Local officials give update on ‘historic’ ATRIP program
Elected officials from across Franklin County were to quick to praise one another Wednesday.
Members of the Franklin County Commission and representatives from each town’s city council met for a status report on the Alabama Transportation Rehabilitation and Improvement Program, which will allow more than $14 million in road repairs to be completed over the next two to three years.
Franklin County will receive $14,811,620, with $11,849,296 in federal money and $2,962,324 of local dollars.
The project list includes work on 25 roads and 10 bridge projects.
Work is complete on first-round projects that include resurfacing, reclamation, striping and shoulders on approximately seven miles of Gravel Hill Road and eight miles of County Road 16. Officials said plans are 85 percent for a bridge replacement and resurfacing project on Franklin 22.
In all, 118 miles of county roads will be repaired thanks to the ATRIP funding.
“At the current level of available revenue, it would take us 30 years to complete all of the projects that we will now be doing over the next 3-4 years,” said county engineer David Palmer.

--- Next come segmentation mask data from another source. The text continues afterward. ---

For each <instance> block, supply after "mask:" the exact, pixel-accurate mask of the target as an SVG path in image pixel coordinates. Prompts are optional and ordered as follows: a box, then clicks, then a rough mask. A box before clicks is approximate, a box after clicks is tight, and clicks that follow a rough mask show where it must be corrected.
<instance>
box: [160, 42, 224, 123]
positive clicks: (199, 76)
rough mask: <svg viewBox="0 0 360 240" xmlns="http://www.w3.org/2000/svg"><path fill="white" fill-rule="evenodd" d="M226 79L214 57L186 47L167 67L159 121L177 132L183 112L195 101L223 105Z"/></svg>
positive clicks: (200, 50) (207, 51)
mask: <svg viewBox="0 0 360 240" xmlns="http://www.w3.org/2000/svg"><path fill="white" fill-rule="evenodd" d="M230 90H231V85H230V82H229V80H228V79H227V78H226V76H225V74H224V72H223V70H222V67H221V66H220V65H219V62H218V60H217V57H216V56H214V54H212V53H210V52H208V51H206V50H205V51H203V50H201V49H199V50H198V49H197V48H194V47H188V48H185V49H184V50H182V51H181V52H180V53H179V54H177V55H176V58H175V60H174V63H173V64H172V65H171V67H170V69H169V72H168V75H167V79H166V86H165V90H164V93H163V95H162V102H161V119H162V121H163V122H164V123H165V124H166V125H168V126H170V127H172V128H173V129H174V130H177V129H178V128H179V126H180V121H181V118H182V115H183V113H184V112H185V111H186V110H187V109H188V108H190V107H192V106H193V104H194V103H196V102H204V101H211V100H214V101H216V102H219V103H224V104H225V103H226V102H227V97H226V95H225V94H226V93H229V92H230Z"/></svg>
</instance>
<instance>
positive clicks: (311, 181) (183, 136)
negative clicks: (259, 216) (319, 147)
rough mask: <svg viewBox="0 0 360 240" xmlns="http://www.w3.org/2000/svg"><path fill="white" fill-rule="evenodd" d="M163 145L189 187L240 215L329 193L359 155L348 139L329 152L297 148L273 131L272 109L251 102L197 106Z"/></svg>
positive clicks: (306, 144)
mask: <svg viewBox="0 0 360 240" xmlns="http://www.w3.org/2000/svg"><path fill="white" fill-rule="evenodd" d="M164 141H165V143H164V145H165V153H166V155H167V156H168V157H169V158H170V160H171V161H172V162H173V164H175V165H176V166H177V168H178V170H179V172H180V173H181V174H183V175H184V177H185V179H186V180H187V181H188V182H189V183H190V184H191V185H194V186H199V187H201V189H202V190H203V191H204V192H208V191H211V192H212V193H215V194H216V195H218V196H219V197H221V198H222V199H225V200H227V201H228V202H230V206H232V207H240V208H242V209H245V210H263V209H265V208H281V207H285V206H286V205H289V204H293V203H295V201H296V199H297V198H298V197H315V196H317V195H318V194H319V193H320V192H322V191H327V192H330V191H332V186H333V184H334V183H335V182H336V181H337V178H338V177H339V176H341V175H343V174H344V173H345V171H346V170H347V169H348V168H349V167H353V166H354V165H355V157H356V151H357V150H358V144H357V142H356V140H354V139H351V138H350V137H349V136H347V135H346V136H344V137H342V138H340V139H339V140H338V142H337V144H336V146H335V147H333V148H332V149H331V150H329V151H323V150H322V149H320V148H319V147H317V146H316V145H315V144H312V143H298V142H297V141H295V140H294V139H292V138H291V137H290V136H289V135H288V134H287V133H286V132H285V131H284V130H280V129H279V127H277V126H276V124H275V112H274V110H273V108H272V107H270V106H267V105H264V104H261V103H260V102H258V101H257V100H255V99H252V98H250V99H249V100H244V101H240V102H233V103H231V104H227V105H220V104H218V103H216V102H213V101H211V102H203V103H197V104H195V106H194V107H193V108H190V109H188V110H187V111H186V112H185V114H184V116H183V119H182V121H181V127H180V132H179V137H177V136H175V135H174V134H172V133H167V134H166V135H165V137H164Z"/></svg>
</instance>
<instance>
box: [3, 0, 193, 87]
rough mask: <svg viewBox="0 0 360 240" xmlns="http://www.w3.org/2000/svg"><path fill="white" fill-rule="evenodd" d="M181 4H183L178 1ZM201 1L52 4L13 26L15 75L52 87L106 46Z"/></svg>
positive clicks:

Palmer said roads and bridges that serve more than 55,000 motorists a day will be impacted.
“We want everyone in Franklin County to understand the profound impact of ATRIP on our area and your ability to get to school and work,” Probate Judge Barry Moore said.
Palmer called the program “historic.”
“These improvements will immediately benefit our citizens and our economy,” he said.
“This program will have an historic and important impact on the people in the state of Alabama,” Palmer said. “We all understand the importance of urban roads and the interstate, but there comes a time when you have to fix the roads getting to the interstate.”